Arnaud Brunel, directeur général du Sipperec, et Jérôme Dubois, maire de Volx (Alpes-de-Haute-Provence), évoquent l’investissement croissant des territoires dans la production énergétique ainsi que les réalités complexes du déploiement des énergies renouvelables.
Le développement contemporain des territoires et des villes a toujours été conditionné par l’accès aux ressources énergétiques. Pourtant, jusqu’à une période très récente, et malgré les crises précédentes, la problématique énergétique était un angle mort de l’aménagement du territoire. Comment l’expliquer ?
Jérôme Dubois : En effet, ce n’est pas une question qu’on s’est posée au quotidien dans le monde des collectivités locales. Avant, la seule question, c’était : où est-ce qu’EDF va mettre le transfo et quelle est la grosseur du câble pour alimenter le nouveau quartier ? Et c’était vrai aussi pour le monde de l’aménagement, de l’urbanisme, les architectes, les promoteurs, les banquiers… Ce qui se passe aujourd’hui est assez nouveau, que ce soit en termes d’auto-consommation, de production ou de choix technologique. On est maintenant confronté à des questions qu’on ne s’était jamais posées : est-ce que qu’il faut faire du photovoltaïque ? De la géothermie ? Mais aussi à des questions financières, car les EnR [énergies renouvelables, NDLR], c’est extrêmement capitalistique.
Aujourd’hui, quand on fait des documents d’urbanisme – SCoT et PLU1 – on va se demander ce qu’il faut promouvoir en termes d’obligations minimales, mais les collectivités ne sont pas complètement appareillées pour ça. On a des contrats de recherche pour savoir si dans le cadre d’une OAP2, il est légal d’imposer 20 % de toiture en photovoltaïque, etc.
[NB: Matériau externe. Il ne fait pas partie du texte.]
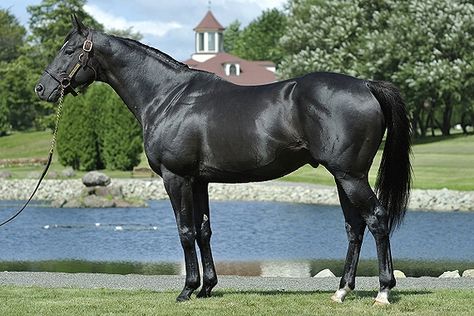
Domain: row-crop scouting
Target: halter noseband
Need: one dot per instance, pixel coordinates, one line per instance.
(65, 79)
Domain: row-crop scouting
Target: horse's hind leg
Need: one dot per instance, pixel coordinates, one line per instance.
(179, 190)
(375, 216)
(355, 227)
(203, 230)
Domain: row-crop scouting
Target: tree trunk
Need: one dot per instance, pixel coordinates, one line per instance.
(447, 114)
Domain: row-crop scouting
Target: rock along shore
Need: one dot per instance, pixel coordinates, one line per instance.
(152, 189)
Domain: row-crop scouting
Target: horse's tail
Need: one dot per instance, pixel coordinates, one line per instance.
(394, 175)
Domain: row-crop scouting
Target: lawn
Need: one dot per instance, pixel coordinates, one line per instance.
(438, 162)
(41, 301)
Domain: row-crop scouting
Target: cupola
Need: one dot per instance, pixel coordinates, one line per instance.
(209, 38)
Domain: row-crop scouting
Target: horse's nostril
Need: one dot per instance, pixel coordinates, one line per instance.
(39, 88)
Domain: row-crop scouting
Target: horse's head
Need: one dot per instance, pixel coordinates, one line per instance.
(74, 66)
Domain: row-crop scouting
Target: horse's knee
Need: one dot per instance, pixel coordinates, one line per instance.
(187, 237)
(205, 233)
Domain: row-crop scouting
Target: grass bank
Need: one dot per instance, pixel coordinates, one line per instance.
(41, 301)
(412, 268)
(438, 162)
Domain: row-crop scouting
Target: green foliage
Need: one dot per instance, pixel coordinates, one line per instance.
(4, 121)
(127, 33)
(121, 135)
(426, 47)
(11, 36)
(231, 36)
(97, 130)
(17, 80)
(118, 130)
(260, 39)
(50, 21)
(77, 141)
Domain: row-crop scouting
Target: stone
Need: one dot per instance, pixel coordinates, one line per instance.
(52, 175)
(450, 275)
(34, 175)
(58, 203)
(94, 201)
(326, 273)
(74, 203)
(114, 191)
(399, 274)
(5, 175)
(95, 178)
(68, 172)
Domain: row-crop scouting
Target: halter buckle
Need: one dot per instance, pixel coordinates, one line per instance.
(87, 46)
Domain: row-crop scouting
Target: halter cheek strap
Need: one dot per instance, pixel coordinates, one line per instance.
(65, 79)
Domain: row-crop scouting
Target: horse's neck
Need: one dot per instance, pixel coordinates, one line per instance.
(141, 76)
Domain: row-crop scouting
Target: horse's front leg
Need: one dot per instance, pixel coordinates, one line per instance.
(203, 229)
(179, 190)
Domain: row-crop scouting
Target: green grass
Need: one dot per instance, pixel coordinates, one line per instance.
(41, 301)
(438, 162)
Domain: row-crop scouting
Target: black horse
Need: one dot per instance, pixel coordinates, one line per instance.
(199, 128)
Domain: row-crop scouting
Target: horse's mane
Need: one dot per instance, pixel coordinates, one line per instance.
(151, 51)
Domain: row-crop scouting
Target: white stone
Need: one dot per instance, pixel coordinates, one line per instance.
(450, 275)
(326, 273)
(399, 274)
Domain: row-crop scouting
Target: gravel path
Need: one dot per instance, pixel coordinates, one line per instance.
(164, 283)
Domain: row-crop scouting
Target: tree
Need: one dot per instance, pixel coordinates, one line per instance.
(127, 33)
(231, 36)
(77, 140)
(121, 135)
(50, 21)
(425, 47)
(98, 131)
(260, 39)
(12, 36)
(16, 92)
(4, 121)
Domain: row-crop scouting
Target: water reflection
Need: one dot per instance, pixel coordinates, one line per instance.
(278, 268)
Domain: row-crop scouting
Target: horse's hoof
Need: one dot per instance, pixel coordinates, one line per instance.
(336, 299)
(203, 293)
(381, 303)
(382, 298)
(183, 298)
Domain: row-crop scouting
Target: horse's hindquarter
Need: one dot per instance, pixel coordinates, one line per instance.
(343, 124)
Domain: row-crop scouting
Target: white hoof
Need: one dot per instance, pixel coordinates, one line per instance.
(382, 298)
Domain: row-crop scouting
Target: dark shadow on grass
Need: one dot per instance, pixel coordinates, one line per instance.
(395, 296)
(435, 139)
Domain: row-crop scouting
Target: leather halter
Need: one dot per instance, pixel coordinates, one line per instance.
(64, 79)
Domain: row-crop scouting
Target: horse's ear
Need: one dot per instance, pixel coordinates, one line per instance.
(78, 25)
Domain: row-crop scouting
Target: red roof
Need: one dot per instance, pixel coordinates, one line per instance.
(251, 72)
(209, 22)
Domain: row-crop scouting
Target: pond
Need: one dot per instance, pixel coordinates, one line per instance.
(245, 232)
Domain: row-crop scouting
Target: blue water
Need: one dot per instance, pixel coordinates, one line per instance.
(242, 231)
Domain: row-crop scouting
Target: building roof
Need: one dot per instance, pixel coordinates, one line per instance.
(251, 72)
(209, 22)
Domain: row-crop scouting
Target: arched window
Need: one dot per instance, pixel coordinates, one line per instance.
(232, 70)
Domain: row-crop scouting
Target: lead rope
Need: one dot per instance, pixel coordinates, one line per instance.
(50, 157)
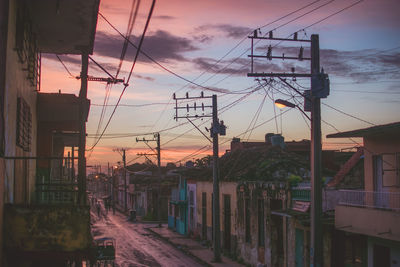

Jusqu’où on va ? Jusqu’où ça remet en cause des projets parce que les promoteurs constructeurs ne suivent pas ? Donc, oui, c’est un bouleversement absolu des pratiques. Et il y a des positionnements, des trajectoires territoriales qui sont très différentes. Certains territoires résistent en disant : « Je n’ai pas les compétences et je n’ai pas l’argent. » À l’inverse, d’autres en font le socle de leur projet territorial. Outre la méconnaissance des sujets, il y a aussi la notion de risque. C’était bien pratique dans le monde de l’aménagement et de l’urbanisme quand les politiques énergétiques étaient réglées par les énergéticiens et par l’État français. Il n’y avait pas de débat local. Donc une source de conflits en moins. Or, aujourd’hui, le déploiement des EnR, que ce soit les éoliennes ou le photovoltaïque, se fait dans un climat social passionnel. C’est une couche de difficultés supplémentaires pour les élus, ce qui explique les résistances de certains.
Arnaud Brunel : Les communes ont tellement de choses à gérer que quand l’énergie n’était pas chère, ce n’était pas une priorité. Mais ceci n’est pas propre aux collectivités ; c’est un problème culturel. Quand on y pense, la moitié des compteurs électriques ne sont pas accessibles. Le vôtre est-il chez vous ? Dans une colonne montante de votre immeuble ? Dans un mur à l’extérieur ? On n’a pas mis l’outil qui compte votre consommation à côté de là où vous consommez. L’esprit, c’était de dire : « Appuyez sur le bouton, ça marche, il y a la lumière, pourquoi vous occuper du reste ? » Or, cette préoccupation est maintenant réelle avec la hausse des prix de l’énergie et le changement climatique. Même si les élus sont quand même engagés depuis très longtemps en faveur de la protection de l’environnement comme avec le zéro phyto, l’éclairage nocturne, l’isolation des bâtiments, le tri des déchets, les filières courtes… Ils n’ont pas attendu la crise actuelle pour agir.